В сумерках мы быстро пристали к тяжёлой льдине, каждая лодка своим швартовом закрепилась за отдельные торосы, чтобы избежать столкновения при волнении. Мы выгрузили жировую печь, вскипятили воду, чтобы сделать горячее молоко, и раздали сухие пайки. Я также выгрузил полубочки и снял внешний тент с обручей. Наш опыт предыдущего дня в открытом море показал нам, что палатки нужно было располагать как можно плотнее. Брызги, вырывавшиеся из-под шлюпок, превращали ткань палаток в лёд, который вскоре стал опасно тяжёлым. Этой ночью мы избавились от последних излишеств нашего и без того скудного снаряжения. Теперь у нас с собой были только те вещи, без которых было нельзя, мы разгрузились до предела. Мы надеялись на спокойную ночь, но были вынуждены отшвартоваться, так как куски разреженного льда начали собираться вокруг льдины. Дрейфующий лёд всегда притягивается к подветренной стороне более тяжёлой льдины, куда его толкает и где сжимает под воздействием течения. Я решил не рисковать повторением прошлой ночи и не вытаскивать лодок. Мы провели ночные часы, держась невдалеке от главной линии пака под прикрытием мелких кусков льдин. Постоянные порывы дождя и снега скрыли звёзды и вымочили нас насквозь, мы периодически кричали друг другу чтобы держаться вместе. Никто не спал из-за пробирающего холода, а двигаться дальше, чтобы согреться, мы не рисковали, так как видели не более чем на несколько ярдов вперёд. Иногда призрачными отблесками серебра рядом с нами мелькали тени глупых буревестников, и повсюду кругом раздавалось фырканье косаток, короткий резкий свист которых напоминал вырывающийся пар. Косатки были источником тревоги, лодка могла легко быть опрокинутой любой из них, если та решится на удар. Они когда выныривают на поверхность, то с лёгкостью отбрасывают в стороны куски льда гораздо большие, чем наши лодки, и мы испытывали понятное беспокойство, так как белое дно лодки снизу смотрится как лёд. Потерпевшие кораблекрушение моряки, дрейфующие в антарктических морях, совсем не то, о чём мечтает косатка, но в случае чего может оказаться на вкус неплохим заменителем тюленины и пингвинятины. Поэтому мы посматривали на косаток с некоторым опасением.

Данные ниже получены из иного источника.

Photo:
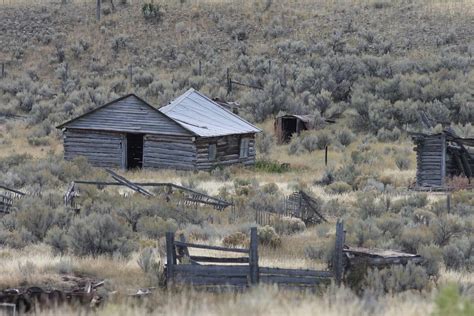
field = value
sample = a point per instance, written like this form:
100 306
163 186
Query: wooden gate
241 272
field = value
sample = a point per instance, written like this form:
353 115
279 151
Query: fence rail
244 271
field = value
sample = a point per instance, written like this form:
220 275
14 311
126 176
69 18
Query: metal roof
204 117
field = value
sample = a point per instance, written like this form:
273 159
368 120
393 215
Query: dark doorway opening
289 128
134 151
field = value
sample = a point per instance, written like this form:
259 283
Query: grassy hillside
374 64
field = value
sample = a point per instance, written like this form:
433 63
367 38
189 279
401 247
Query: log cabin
193 132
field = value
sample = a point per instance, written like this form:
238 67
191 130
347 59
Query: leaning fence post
97 12
338 266
253 256
448 202
170 257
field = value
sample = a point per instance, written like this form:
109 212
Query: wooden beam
190 245
170 258
129 184
253 256
338 252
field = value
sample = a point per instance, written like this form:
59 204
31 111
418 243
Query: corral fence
7 198
182 268
428 6
297 205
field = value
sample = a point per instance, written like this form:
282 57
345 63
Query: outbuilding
193 132
442 156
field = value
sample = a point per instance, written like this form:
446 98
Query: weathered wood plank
190 245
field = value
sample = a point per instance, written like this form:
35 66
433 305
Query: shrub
309 142
152 12
413 238
345 137
338 187
156 227
390 223
323 140
402 162
365 233
385 135
369 206
264 143
395 279
271 166
237 239
445 227
268 236
98 234
296 147
152 267
453 257
289 225
449 302
56 238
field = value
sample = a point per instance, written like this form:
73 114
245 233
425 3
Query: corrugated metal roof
204 117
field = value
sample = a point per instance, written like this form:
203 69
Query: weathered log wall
431 161
105 149
169 152
102 149
227 151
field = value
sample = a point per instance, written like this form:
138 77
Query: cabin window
212 152
244 147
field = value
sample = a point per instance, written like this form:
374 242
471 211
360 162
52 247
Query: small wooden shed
440 156
289 124
191 133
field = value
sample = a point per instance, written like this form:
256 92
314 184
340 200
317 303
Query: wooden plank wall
102 149
169 152
430 162
228 151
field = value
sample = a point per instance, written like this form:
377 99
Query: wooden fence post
253 256
170 258
97 13
326 156
448 202
338 264
229 82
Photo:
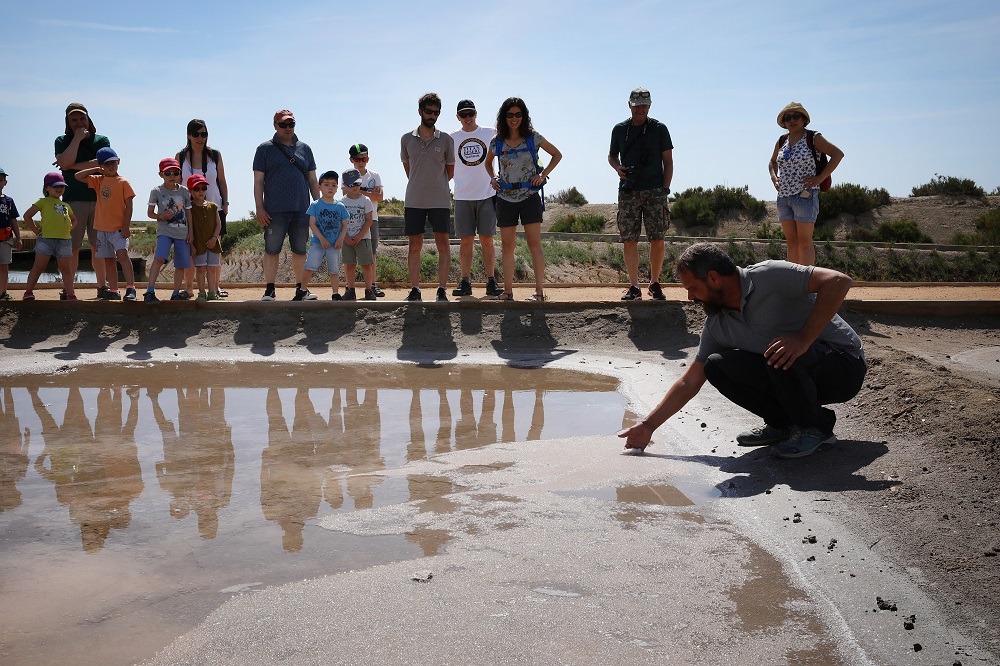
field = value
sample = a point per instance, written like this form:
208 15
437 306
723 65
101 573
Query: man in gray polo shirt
284 184
428 157
773 343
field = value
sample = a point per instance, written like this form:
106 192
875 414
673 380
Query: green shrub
587 223
949 186
903 230
700 207
851 199
570 197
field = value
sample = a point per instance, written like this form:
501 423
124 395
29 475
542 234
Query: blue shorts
798 208
60 248
315 258
182 251
293 225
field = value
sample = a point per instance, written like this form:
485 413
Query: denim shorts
315 258
109 243
182 251
60 248
799 209
293 225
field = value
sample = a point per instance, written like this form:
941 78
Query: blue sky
905 89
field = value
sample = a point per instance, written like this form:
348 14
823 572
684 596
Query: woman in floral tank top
793 172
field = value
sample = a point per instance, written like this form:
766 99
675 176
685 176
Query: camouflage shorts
643 206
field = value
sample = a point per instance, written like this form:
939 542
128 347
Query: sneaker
633 293
764 435
492 288
803 443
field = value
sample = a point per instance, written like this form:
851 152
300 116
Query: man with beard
773 343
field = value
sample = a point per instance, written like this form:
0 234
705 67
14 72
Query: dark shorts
528 211
415 220
293 225
649 207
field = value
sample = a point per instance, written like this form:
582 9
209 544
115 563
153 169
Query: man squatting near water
773 343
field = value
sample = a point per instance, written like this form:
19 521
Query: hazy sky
906 89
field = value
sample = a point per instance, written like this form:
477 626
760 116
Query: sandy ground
904 508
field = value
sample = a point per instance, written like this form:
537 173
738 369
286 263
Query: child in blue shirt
328 222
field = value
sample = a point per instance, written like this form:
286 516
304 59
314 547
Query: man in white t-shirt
475 210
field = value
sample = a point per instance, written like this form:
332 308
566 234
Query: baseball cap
54 179
107 155
352 178
639 97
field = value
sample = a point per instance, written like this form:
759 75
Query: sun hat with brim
792 106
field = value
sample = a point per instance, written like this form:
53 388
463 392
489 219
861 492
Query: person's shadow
834 468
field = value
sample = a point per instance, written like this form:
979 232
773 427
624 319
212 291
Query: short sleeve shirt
427 186
776 302
56 222
75 190
174 202
329 218
646 144
358 209
285 187
517 165
113 193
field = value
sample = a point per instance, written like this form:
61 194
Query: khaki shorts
649 207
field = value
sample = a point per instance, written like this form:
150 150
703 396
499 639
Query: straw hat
792 106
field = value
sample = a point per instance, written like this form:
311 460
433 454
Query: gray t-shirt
285 187
776 302
428 183
174 201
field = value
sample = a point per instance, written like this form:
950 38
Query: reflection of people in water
96 473
198 461
13 453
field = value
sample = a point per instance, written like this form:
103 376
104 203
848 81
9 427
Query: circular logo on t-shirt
472 152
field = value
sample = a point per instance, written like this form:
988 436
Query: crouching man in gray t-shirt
773 343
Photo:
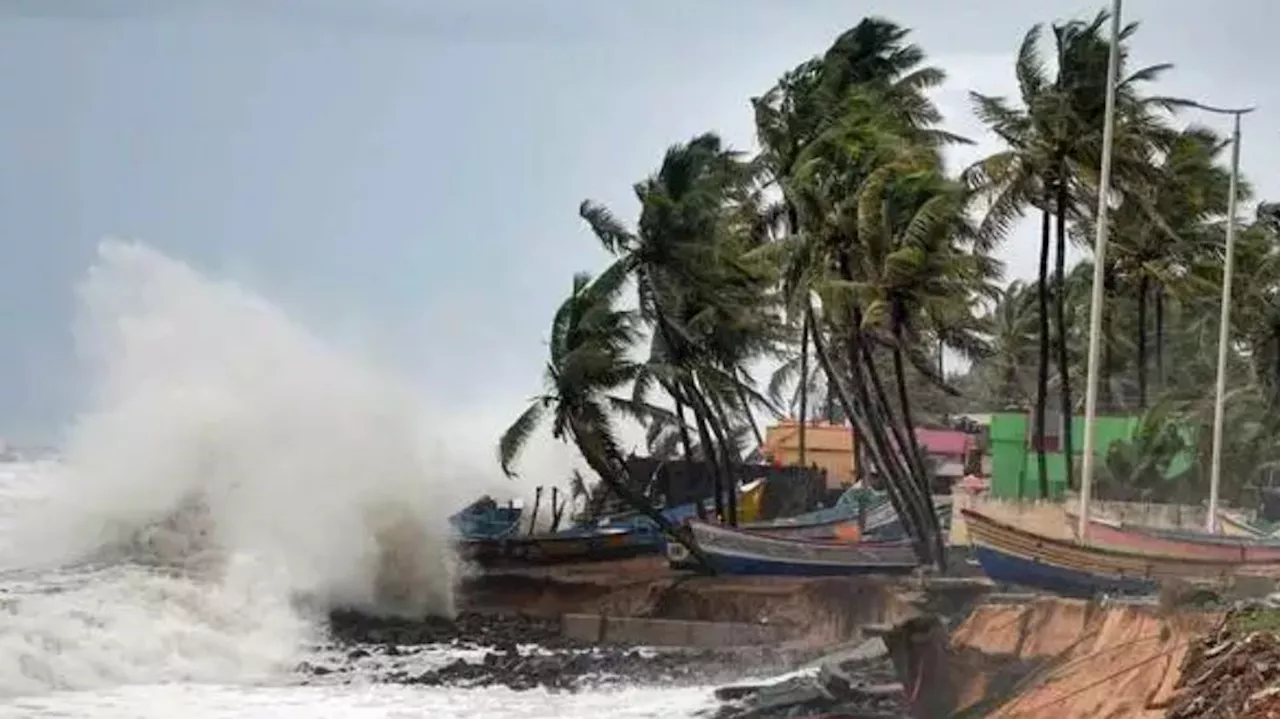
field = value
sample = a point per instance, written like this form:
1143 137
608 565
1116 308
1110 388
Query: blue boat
485 518
1015 555
736 552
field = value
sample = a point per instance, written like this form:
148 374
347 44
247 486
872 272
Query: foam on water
229 476
359 703
311 474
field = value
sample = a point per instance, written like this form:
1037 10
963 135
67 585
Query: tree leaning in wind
1051 161
589 360
704 300
827 127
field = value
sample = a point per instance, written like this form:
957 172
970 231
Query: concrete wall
668 632
1015 467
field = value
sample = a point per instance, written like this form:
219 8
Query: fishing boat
736 552
563 548
1180 543
1016 555
485 518
1240 527
750 499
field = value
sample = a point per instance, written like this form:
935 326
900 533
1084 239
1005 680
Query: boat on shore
1179 543
485 518
1066 567
563 548
739 552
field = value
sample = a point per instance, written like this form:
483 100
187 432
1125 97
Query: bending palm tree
589 346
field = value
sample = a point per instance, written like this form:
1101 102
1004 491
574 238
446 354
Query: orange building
828 447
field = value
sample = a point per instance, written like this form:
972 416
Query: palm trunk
557 509
685 440
1042 370
708 457
804 388
726 482
1160 338
1064 360
859 424
533 516
1275 369
912 472
904 401
1107 339
700 416
746 411
730 456
1143 292
607 462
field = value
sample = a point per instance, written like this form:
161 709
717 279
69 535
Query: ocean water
231 475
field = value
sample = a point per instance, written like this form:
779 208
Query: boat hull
1010 568
1016 555
736 552
533 550
1182 544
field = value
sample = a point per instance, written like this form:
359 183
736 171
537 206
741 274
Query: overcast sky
414 168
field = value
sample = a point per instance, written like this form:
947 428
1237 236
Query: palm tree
1011 326
589 344
826 127
1054 142
1162 224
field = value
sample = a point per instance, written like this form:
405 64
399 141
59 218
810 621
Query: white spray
216 418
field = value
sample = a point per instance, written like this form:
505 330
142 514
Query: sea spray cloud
304 456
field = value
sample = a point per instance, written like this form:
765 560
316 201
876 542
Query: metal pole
1100 251
1224 330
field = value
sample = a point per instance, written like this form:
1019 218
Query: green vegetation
848 255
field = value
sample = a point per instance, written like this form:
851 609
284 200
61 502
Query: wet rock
1233 671
465 630
524 653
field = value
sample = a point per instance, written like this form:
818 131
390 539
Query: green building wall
1014 467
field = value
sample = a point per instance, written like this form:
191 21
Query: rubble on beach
515 651
851 682
1233 672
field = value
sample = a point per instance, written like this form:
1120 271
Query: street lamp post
1100 250
1224 330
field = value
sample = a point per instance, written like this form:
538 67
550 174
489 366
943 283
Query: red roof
945 442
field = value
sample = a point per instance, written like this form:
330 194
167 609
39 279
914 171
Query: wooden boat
1179 543
562 548
736 552
1016 555
1239 527
841 530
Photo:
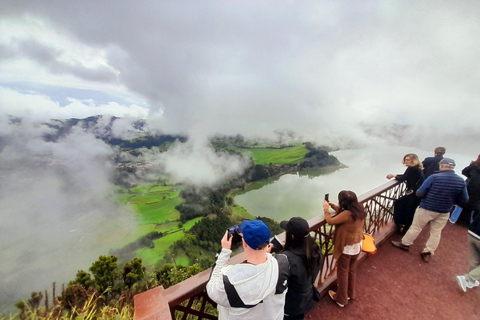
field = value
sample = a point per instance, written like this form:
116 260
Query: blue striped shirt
441 191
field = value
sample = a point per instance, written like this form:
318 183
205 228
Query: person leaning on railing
304 259
254 289
439 193
404 207
347 241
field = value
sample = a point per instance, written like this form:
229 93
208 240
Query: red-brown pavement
395 284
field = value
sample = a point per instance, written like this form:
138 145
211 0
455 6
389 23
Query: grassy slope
292 154
155 204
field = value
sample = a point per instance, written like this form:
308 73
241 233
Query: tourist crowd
280 284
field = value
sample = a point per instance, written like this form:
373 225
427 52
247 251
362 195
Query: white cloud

Рано утром 12 апреля погода улучшилась, ветер стих. Рассвет подарил ясное небо, холод и решимость. Я оглядел своих спутников в Джеймсе Кэрд и увидел измученные и невыразительные лица. Начинало сказываться перенапряжение. Уайлд сел за румпель с такой же спокойной и решительной уверенностью, с какой делал это и в более комфортных условиях, его серо-голубые глаза смотрели в день грядущий. Все хоть и были измучены, делали всё возможное, чтобы казаться весёлыми, а перспектива горячего завтрака ещё более воодушевляла. Я объявил всем, что сразу же, как только найдём подходящую льдину, разожжём плиту и сделаем для всех горячее молоко и боврил. Мы гребли на запад сквозь разреженный пак, льдины всех форм и размеров находились по обе стороны от нас, и каждый, кто не был занят в гребле, с нетерпением высматривал подходящее место для лагеря. Я мог оценить степень потребности в пище разных участников экспедиции по тому рвению, с которым они указывали мне на льдины, которые считали подходящими для нашей цели. Температура была около +10F и барберриевские комбинезоны гребцов трещали, когда мужики работали на вёслах. Я заметил даже маленькие частички льда и измороси, падавшие с рук и тел. В восемь часов подходящая льдина появилась впереди и мы подошли к ней. Камбуз был выгружен, и вскоре весёлый пар поднимался от готовящейся пищи. Никогда ещё работа кока не проходила под таким тревожным и пристальным вниманием. Пока остальные могли размять свои затёкшие конечности и побегать туда-сюда «по кухне», Уорсли, Крин и я оставались в своих лодках, чтобы удерживать их, предотвращая столкновения с льдиной, так как волнение моря было довольно сильным. Величественно поднималось солнце. Барбериевские комбинезоны подсыхали, лёд стал таять на наших бородах. Горячая пища наполнила нас новой энергией, и через три четверти часа мы на всех парусах снова двинулись на запад. На Стэнкомб Уиллс поставили дополнительный парус, и теперь он был способен поддерживать общую скорость. Мы видели, что находились на внешнем крае пака, сразу за его границей на север простиралось синее море. Ветровые волны разбивались о блестящие льдины, а бесчисленные тюлени грелись и вертелись на каждом достаточно большом для этого куске льда.